Spanish multi-national banking group Banco Santander, S.A posted a 10.8-billion-euro loss for the first half of the year after taking a one-off provision of 12.6 billion euros in the second quarter to reflect the impact of the virus pandemic on the business, the group announced on Wednesday.
The group maintains that its balance sheet remains healthy and underlying growth strong.
Santander’s net operating revenue for the first half is overall up by 2 percent compared to last year, to a profit of 1.9 billion euros, thanks to its cost-saving efforts, the group said.
However, in their annual exercise of reviewing the value of their acquisitions, the group had to make an impairment charge of 12.6 billion euros to reflect the impact of the pandemic and increased capital cost. This charge turned a net operating income of 1.9 billion euros into a net underlying loss of nearly 11 billion euros for the first half of the year.
In responding to Bloomberg’s comment about Santander having the highest impairment charge of any European bank, Santander CFO Jose Cantera emphasized that the charge was a non-capital, non-cash accounting charge and that the group’s underlying profitability of the quarter was really strong.
The group maintained that the business is well capitalized. Santander has a common equity tier 1 capital ratio of 11.8 percent, which is above the required minimum of 10.5 percent and at the top end of their own target range.
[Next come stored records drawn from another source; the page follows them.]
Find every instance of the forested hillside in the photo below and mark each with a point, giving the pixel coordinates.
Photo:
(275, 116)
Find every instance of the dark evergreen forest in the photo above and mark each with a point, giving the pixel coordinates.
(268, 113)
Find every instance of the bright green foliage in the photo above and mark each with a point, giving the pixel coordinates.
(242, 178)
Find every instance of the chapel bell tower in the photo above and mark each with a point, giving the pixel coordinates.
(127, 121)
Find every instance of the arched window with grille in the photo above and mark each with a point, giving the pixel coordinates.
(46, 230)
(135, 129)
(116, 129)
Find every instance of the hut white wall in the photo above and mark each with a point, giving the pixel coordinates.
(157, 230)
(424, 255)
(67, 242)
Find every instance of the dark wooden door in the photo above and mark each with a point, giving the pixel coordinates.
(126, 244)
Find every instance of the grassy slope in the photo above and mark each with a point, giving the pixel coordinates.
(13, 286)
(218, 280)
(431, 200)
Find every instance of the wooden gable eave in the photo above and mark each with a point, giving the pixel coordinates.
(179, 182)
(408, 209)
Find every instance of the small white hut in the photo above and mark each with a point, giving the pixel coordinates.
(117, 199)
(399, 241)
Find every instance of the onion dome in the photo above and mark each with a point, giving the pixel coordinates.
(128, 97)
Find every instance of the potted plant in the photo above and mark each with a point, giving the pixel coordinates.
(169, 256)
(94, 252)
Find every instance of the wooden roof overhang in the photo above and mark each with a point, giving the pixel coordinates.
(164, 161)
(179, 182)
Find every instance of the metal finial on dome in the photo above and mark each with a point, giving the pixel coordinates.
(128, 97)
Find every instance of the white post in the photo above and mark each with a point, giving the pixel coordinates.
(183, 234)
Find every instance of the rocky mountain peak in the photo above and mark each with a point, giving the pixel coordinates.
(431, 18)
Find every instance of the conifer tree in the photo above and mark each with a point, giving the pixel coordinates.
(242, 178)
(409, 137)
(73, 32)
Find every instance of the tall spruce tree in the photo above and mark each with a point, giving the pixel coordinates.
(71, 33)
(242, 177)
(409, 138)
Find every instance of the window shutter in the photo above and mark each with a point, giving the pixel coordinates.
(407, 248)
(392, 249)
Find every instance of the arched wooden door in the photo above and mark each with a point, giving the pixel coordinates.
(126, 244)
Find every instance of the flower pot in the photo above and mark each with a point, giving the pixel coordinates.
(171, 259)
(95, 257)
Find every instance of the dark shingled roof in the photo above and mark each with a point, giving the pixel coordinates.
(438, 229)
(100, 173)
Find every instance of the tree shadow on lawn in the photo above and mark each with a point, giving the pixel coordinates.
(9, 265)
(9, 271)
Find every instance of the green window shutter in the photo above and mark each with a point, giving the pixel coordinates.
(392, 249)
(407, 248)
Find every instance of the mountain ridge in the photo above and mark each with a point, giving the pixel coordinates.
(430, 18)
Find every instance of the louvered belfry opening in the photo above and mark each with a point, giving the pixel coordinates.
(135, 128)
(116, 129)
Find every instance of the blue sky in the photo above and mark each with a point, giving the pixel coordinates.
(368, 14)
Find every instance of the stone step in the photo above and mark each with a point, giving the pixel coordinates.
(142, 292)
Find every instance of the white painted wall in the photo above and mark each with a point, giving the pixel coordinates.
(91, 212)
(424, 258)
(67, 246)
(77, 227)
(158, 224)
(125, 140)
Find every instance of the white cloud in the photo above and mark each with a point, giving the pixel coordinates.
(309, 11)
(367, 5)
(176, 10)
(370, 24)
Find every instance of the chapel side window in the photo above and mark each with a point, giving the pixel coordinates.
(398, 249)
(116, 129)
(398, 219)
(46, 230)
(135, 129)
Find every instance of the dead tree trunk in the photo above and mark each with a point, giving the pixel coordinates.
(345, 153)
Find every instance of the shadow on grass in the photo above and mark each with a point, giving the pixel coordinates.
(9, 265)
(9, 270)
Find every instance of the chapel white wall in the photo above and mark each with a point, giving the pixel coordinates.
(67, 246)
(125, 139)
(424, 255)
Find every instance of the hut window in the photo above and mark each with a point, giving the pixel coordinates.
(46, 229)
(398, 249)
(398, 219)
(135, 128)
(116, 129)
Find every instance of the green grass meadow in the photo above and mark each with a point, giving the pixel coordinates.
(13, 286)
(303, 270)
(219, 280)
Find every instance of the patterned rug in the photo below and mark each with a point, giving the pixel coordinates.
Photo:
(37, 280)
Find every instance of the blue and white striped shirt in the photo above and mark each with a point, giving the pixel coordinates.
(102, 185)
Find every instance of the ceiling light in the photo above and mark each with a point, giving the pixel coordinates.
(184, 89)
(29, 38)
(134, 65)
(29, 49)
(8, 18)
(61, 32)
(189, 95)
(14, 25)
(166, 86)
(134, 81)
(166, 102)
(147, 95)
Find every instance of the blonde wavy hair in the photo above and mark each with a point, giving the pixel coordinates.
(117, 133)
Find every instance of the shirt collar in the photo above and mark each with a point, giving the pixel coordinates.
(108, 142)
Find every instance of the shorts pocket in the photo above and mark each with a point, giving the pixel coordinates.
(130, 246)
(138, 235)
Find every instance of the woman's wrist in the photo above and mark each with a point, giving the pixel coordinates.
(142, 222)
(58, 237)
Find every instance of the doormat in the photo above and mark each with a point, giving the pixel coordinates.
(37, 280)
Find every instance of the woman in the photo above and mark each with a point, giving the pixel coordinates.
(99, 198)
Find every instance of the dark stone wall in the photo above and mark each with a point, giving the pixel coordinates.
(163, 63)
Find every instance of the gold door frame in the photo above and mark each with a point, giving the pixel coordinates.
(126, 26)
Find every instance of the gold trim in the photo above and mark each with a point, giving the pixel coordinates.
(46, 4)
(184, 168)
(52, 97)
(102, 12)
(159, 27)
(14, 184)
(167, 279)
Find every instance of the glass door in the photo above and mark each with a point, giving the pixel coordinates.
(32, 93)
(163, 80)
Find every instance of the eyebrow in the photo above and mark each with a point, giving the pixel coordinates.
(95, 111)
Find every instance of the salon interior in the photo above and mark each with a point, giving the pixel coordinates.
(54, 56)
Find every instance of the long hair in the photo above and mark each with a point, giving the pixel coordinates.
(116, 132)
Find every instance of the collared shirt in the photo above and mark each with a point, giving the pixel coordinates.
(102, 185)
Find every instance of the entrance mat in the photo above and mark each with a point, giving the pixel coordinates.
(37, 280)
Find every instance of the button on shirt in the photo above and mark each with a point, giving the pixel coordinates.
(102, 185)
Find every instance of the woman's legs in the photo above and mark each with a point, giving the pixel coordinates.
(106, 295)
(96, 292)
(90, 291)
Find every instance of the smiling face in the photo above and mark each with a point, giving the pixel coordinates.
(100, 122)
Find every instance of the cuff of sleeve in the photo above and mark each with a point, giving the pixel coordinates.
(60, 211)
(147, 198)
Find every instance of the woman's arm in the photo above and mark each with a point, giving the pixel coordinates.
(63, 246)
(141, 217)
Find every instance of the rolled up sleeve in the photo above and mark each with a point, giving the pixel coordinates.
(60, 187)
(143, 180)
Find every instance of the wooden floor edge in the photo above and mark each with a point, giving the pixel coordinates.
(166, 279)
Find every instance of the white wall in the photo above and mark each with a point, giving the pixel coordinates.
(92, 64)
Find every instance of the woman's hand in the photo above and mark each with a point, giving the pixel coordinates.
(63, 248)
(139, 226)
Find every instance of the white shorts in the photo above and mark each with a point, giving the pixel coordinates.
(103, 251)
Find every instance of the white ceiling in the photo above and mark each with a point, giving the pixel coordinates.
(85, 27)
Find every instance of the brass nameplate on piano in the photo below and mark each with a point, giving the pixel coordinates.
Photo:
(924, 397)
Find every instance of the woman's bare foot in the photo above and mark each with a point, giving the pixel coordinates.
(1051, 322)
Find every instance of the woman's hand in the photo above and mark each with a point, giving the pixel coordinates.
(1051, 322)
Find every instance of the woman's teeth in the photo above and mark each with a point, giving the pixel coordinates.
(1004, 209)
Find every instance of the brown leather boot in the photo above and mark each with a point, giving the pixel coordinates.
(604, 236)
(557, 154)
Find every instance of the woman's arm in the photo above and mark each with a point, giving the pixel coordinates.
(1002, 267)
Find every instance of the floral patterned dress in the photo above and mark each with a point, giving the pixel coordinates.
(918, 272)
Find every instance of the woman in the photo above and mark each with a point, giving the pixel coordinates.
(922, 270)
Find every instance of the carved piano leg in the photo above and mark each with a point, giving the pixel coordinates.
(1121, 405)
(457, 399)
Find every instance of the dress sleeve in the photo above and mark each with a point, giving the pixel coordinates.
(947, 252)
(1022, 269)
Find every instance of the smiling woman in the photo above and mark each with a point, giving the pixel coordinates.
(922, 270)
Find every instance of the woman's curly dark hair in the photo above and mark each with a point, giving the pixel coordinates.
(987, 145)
The tier 1 capital ratio is a core measurement a bank’s strength and its ability to withstand financial distress.
In the second quarter, the group saw an accelerated growth in the digital hemisphere, with 47 percent of sales occurring on digital platforms, versus 36 percent recorded at the same time last year.
In addition, the group’s corporate and investment banking business achieved an impressive 32 percent growth in net operating income before the impairment charge despite the harsh economic conditions.
“The impact of the pandemic has tested us all,” Ana Botin, Santander’s executive chairman, said in a statement. “We remain confident about the potential for value creation within our business.”
The share price closed at 2.00 euros, down 4.7 percent from yesterday’s closing. Santander’s share price has dropped 46 percent year-to-date.
By geographic location, the underlying profit of Santander’s UK operation fell by 76 percent to 139 million euros due to the impairment provision and a reduction in income.
Santander managed to lessen the damage by increasing customer fees and reducing perks offered to those holding a “123 current account.”
The bank will further reduce costs by cutting interest paid to customers on its 123 current account from 1 percent to 0.6 percent in August, and further increase account fees and alter the cashback paid on those accounts from late October.